Agora chegámos à "spiciest meatball of all": emprego, habitação, segurança alimentar, ambiente, qualidade de vida da população em geral. Olha, boas notícias, por o desemprego baixou e é apenas um terço do que era em 2004. Nem dei por nada, pois parece que os problemas vêm mais dos "empregados" do que dos "desempregados", que esses ninguém chateia, têm subsídio, trabalham onde quiserem e quando quiserem, mou man tai. Já temos um Centro de Segurança Alimentar? Porreiro, mas onde é que eles andavam durante o recente caso da carne imprópria para consumo importada da China que vinha sendo servida nos restaurantes McDonald's? Se calhar este programa eleitoral foi escrito antes desse incidente, e não deu tempo para incluir a estatística. E por falar nisso, a situação da habitação económica vai de vento em popa, com "apenas" 14% dos residentes que aderiram ao plano à espera. Esta é uma daquelas coisas que mais vale olhar para o que não se fez ou se fez mal e porcamente do que aquilo que se fez bem, quem certamente não anda na ordem dos 84%.
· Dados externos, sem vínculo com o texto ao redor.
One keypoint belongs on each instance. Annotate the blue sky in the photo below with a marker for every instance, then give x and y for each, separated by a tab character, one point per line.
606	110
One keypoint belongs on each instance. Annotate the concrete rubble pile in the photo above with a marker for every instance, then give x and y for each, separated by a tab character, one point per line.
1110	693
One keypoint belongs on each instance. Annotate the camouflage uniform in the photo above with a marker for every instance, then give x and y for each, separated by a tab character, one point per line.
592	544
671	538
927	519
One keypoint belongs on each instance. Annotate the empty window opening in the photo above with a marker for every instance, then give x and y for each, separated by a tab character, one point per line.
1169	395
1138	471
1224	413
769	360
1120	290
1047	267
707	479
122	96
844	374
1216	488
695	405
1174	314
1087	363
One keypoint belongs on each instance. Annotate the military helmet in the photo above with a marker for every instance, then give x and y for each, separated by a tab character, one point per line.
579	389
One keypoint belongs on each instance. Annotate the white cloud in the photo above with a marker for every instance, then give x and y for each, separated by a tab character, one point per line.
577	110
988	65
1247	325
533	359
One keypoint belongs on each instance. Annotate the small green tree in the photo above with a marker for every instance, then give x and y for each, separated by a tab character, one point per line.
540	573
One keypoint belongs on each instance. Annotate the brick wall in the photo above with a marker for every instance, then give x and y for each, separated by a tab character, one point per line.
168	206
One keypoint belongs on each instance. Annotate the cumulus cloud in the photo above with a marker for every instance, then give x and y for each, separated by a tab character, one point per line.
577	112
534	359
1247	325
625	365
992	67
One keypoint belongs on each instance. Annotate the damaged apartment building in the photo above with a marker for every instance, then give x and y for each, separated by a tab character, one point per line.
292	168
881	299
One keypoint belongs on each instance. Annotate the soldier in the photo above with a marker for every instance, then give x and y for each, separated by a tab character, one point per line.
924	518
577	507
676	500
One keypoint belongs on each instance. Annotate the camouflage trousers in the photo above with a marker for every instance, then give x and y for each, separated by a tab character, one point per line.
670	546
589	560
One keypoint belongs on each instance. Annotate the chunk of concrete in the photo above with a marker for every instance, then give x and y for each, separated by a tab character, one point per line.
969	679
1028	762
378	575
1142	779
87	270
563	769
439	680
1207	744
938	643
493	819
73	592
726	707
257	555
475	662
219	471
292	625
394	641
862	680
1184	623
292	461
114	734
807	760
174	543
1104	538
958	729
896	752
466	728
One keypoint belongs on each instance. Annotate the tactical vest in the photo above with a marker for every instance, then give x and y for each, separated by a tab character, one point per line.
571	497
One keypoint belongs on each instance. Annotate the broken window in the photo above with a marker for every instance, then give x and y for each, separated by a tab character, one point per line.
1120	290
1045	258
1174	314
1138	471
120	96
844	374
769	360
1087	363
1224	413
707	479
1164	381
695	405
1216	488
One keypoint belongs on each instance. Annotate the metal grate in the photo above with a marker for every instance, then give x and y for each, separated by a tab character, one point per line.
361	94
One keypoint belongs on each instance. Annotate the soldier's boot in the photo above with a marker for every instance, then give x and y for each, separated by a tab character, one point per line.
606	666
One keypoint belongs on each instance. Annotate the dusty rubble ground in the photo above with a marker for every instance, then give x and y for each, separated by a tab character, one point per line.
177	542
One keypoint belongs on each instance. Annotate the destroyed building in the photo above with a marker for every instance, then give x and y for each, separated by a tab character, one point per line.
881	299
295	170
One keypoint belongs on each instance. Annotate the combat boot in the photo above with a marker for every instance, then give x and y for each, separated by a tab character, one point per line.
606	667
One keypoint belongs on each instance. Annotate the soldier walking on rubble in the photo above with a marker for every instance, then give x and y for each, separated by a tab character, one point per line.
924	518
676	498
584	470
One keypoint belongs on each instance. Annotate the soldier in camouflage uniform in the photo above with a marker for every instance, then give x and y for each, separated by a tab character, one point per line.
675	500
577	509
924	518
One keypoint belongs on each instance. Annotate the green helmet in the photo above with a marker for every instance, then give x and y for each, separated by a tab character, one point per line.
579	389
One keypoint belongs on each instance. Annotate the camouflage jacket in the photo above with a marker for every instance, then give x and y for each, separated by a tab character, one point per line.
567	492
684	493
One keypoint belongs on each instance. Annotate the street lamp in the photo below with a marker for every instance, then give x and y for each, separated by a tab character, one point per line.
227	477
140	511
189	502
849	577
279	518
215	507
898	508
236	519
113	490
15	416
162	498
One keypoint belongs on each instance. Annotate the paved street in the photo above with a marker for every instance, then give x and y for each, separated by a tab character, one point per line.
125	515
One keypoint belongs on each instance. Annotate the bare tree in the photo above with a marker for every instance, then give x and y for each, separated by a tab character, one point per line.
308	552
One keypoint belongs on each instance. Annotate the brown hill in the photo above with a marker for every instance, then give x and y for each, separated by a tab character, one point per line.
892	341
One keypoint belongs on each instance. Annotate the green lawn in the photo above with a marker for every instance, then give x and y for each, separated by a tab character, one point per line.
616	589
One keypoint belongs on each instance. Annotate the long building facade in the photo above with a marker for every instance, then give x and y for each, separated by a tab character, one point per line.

Ora bem, olhem só o que vai para aqui. Em primeiro lugar, o que importa reter é a diferença entre habitação pública e habitação económica. Se a política do Executivo é garantir o direito fundamental dos seus residentes à habitação, essa terá sempre que ser pública. Quem não tem dinheiro para comprar habitação económica (que não assim tão "económica" quanto isso), ou não está disposto a viver de pão e manteiga todos os dias durante anos, e está no seu direito e ninguém nos deve dizer onde gastar ou não gastar o dinheiro, espera e desespera pela habitação pública. O que temos visto é a entrega de moradias económicas que não valem aquilo que é pago por elas - e ainda se arranja um esquema qualquer para recompensar os generosos beneméritos que cederam o terreno, para que não sofram do prejuízo que foi "dar" as casas aos pobrezinhos em vez de construír um condomínio que podiam vender por milhões aos "pangyaos" do continente. E que "cartoon" tão psicadélico este, o mais surrealista de todos. Os meninos fazem planos para construír um parque temático da Disney, e antes que se degolem enquanto discutem se é melhor ter piscina ou "jacuzzi", o candidato chega para pôr água na fervura, e assegura que o Governo "continua à procura de terrenos aptos para construir habitação pública". Ah! E como vão encontrá-los, através de porcos farejadores? Não estamos aqui a falar de trufas. Já há terrenos, sim, a gente sabe: na ilha da Montanha. Em Macau só se forem procurar no Canal dos Patos, perto das Portas do Cerco (não confundir com o Canal dos Patos Bravos, situado na Penha e arredores), uma zona mais sólida do pantanal onde espetem umas varas e construam palafitas. Mas pronto, olhe, obrigado. É um programa muito interessante, muito melhor que o outro. Tenho a certeza que vai ganhar.